Theft is a word associated with things like bank robberies, burglary, muggings and even fraud, but what would you think if you woke up one day, looked out of the window and found that someone had stolen the entire pavement of your street? That' s what residents of London and other large cities across Britain wake up to with increasing frequency and the reason, believe it or not, is the ever-growing popularity of gardening. See the connection? Or are you completely confused? Let me explain.
During the Victorian period, towards the end of the nineteenth century, as towns were expanding and money from the empire permitted building on a grand scale, rather than using cobblestones as paving, city planners used flagstones: big, solid pieces of stone measuring about half a metre by a quarter of a metre and four centimetres thick. Made of a durable type of rock known as Yorkstone they were expected to be walked on for generations, and so they were until recently when people really started to get interested in gardening again and wanted to have beautifully coloured and textured flagstones to make garden paths and patios. One piece of Yorkstone today, in a garden centre, can sell for around £200. That makes a whole street of the stuff worth... well, quite a bit more than just a pile of rocks.
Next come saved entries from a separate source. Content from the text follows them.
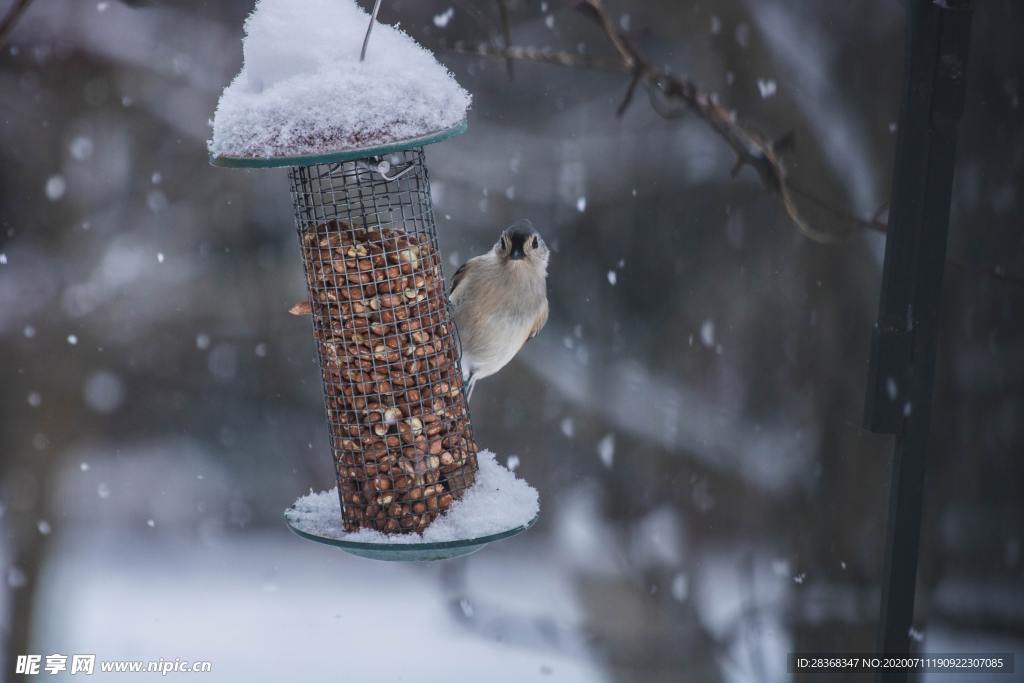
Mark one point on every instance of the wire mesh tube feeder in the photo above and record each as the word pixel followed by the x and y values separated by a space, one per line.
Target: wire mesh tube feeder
pixel 389 355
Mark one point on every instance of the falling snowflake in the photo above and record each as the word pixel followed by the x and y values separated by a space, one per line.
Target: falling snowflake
pixel 81 147
pixel 708 333
pixel 606 450
pixel 680 587
pixel 767 87
pixel 55 187
pixel 441 20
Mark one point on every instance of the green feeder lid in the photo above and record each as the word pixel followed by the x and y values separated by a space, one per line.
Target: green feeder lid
pixel 413 552
pixel 341 155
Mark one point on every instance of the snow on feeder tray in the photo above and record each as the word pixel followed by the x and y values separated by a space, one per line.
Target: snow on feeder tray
pixel 351 132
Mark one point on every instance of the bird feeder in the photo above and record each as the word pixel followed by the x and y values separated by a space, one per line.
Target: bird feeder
pixel 389 355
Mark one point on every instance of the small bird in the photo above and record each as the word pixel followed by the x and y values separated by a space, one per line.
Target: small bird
pixel 500 301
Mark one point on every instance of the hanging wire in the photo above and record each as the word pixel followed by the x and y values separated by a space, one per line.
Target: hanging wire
pixel 370 28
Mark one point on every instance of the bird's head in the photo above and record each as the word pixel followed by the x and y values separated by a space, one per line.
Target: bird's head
pixel 521 242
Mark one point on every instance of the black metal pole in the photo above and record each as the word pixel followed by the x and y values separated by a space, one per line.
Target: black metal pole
pixel 905 338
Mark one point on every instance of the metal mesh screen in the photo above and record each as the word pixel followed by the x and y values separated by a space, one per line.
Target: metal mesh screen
pixel 399 425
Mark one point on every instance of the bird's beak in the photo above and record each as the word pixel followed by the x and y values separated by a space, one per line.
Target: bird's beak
pixel 517 244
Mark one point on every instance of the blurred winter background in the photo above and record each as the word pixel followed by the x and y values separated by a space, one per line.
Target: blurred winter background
pixel 690 415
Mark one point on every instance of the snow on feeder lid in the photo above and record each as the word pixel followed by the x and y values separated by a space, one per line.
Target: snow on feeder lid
pixel 352 133
pixel 304 96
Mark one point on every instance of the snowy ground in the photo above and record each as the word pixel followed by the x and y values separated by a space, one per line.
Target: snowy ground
pixel 496 503
pixel 313 612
Okay, so now you know why that clever breed, the British criminal class, go around depriving the honest citizens of our sceptred isle of the very ground beneath their feet, but the next question has to be how on earth do they do it? You can' t very well just slip a rather big bit of municipal property into your pocket and stroll off whistling nonchalantly, especially when it weighs quite a few kilos. But as the old saying goes, anything that isn' t nailed down is quite capable of vanishing.
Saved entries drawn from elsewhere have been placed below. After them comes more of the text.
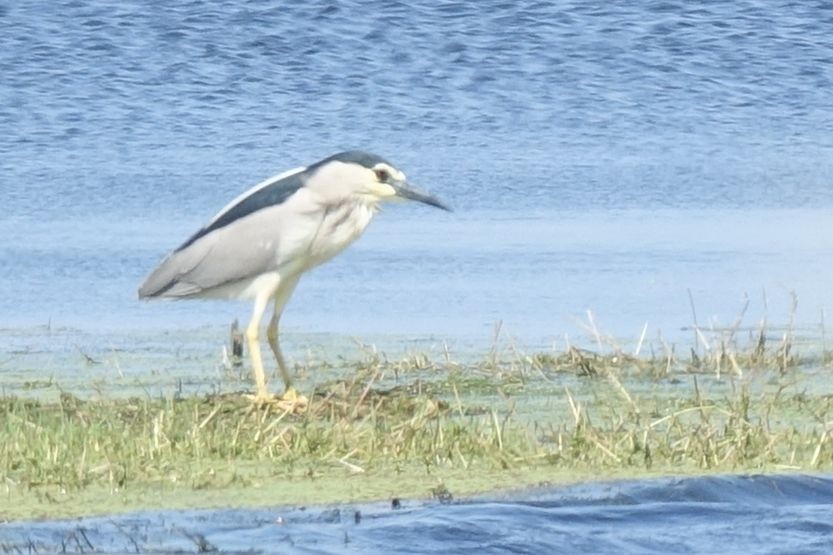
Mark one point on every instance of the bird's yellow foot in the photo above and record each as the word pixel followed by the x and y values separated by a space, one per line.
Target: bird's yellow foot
pixel 290 401
pixel 292 398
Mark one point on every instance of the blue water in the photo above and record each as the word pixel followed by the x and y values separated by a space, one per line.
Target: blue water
pixel 755 514
pixel 610 158
pixel 598 158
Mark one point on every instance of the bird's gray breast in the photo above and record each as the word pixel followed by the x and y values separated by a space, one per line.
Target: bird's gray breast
pixel 341 224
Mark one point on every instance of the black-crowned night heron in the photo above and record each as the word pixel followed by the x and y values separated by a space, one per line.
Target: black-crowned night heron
pixel 260 244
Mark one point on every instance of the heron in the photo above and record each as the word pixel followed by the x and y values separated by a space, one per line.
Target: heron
pixel 260 244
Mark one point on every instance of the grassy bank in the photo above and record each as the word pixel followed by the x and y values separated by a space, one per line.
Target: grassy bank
pixel 414 427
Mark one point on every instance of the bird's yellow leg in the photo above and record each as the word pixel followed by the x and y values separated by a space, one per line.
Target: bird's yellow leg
pixel 253 339
pixel 272 337
pixel 281 297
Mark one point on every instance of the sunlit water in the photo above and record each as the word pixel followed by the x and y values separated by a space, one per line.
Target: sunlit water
pixel 788 514
pixel 611 159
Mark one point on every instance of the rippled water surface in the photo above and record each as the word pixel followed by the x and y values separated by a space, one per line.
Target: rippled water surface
pixel 605 158
pixel 610 158
pixel 757 514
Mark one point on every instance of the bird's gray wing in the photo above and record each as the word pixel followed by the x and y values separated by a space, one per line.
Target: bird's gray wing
pixel 271 192
pixel 240 242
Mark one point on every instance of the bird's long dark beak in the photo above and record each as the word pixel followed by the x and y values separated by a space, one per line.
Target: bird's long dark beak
pixel 407 191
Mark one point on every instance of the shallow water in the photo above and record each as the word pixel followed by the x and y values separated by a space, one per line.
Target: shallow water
pixel 751 514
pixel 605 158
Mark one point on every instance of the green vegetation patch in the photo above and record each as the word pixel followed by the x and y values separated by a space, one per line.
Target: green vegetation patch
pixel 406 428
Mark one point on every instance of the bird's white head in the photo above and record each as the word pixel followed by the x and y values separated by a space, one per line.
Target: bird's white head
pixel 364 176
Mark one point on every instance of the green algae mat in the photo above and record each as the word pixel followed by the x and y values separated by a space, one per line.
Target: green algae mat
pixel 413 427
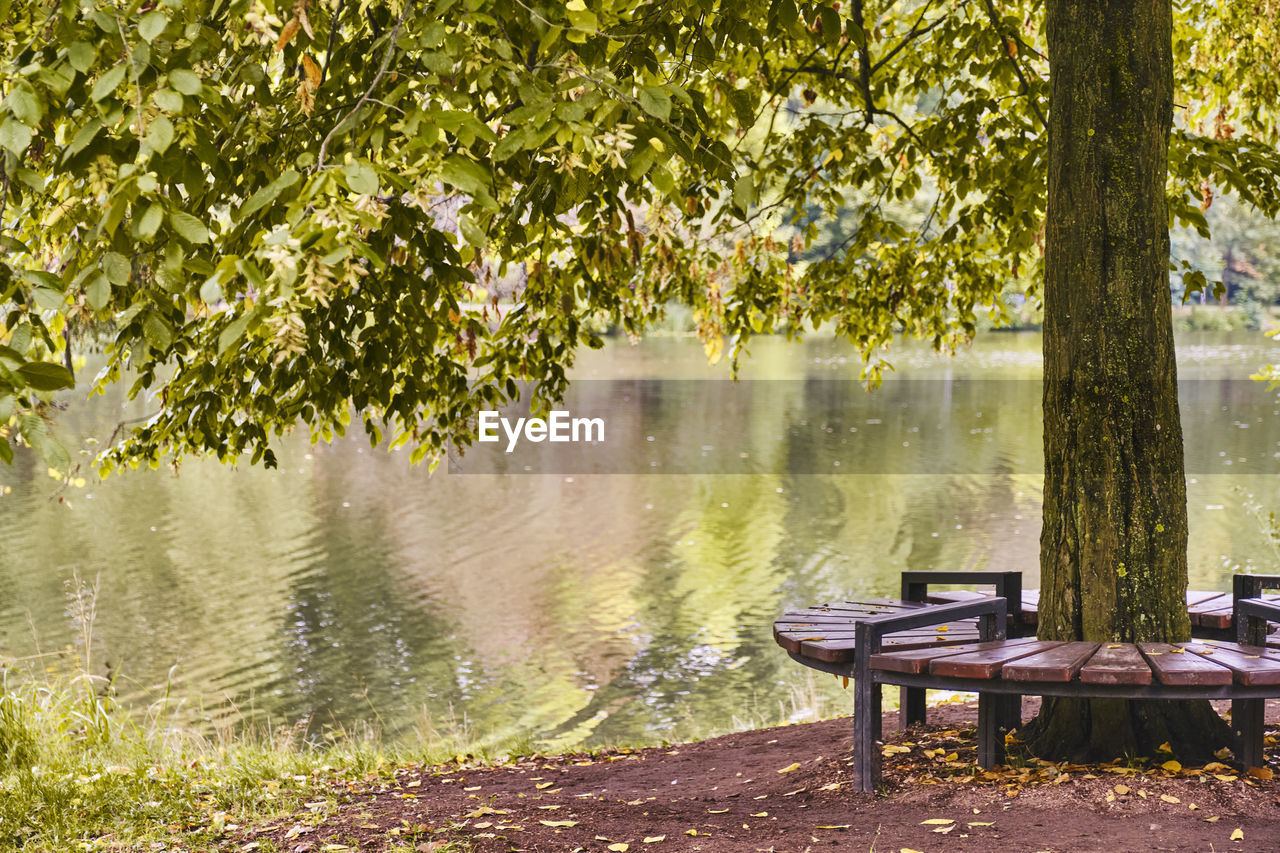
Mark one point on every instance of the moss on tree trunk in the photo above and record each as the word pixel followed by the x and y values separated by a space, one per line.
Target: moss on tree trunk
pixel 1114 541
Like any vanishing act, stealing pavements requires a bit of deception, and here' s how it' s done, but remember, don' t try this at home! Once a suitable street, with enough flagstones to make the enterprise worthwhile has been located, the workmen move in. Well, they' re not actually workmen, but that' s what they look like to the general public, who are all too familiar with seeing their streets being ripped up by the local council, the water board, the gas board, telephone companies and pretty well anyone else who feels like it. Once they' ve put up their plastic security tape and caution signs, one set of men with tools and day-glo green jackets looks much like any other to the untrained eye - and these thieves work away in broad daylight without raising more than the usual questions about how long the job will take.
What makes pavement thieves distinct from any legitimate workers is the speed at which they work. Usually they will have a whole street of Yorkstone stacked in neat piles by the end of a working day, ready for stage two of the operation. Later, much later, in the dead of night the lorries arrive to remove the piles to their new destination: rich people' s gardens.
The next day local people take no notice of the fact that there is no pavement and no workmen, as it' s not unusual for those who rip up roads for honest reasons to take weeks to complete the job. After a time, often quite a long time, the more community-minded locals start to phone up the council or the water board, or whoever our intrepid thieves alleged to be working for, to demand to know when their street will be returned to normal. You can imagine the denials that work has been done or is even planned and the disbelief in them, the further denials and the slow recognition that the pavement is actually gone forever! Meanwhile someone, somewhere, is proudly laying out the latest feature in their garden and a few others are laughing... all the way to the bank!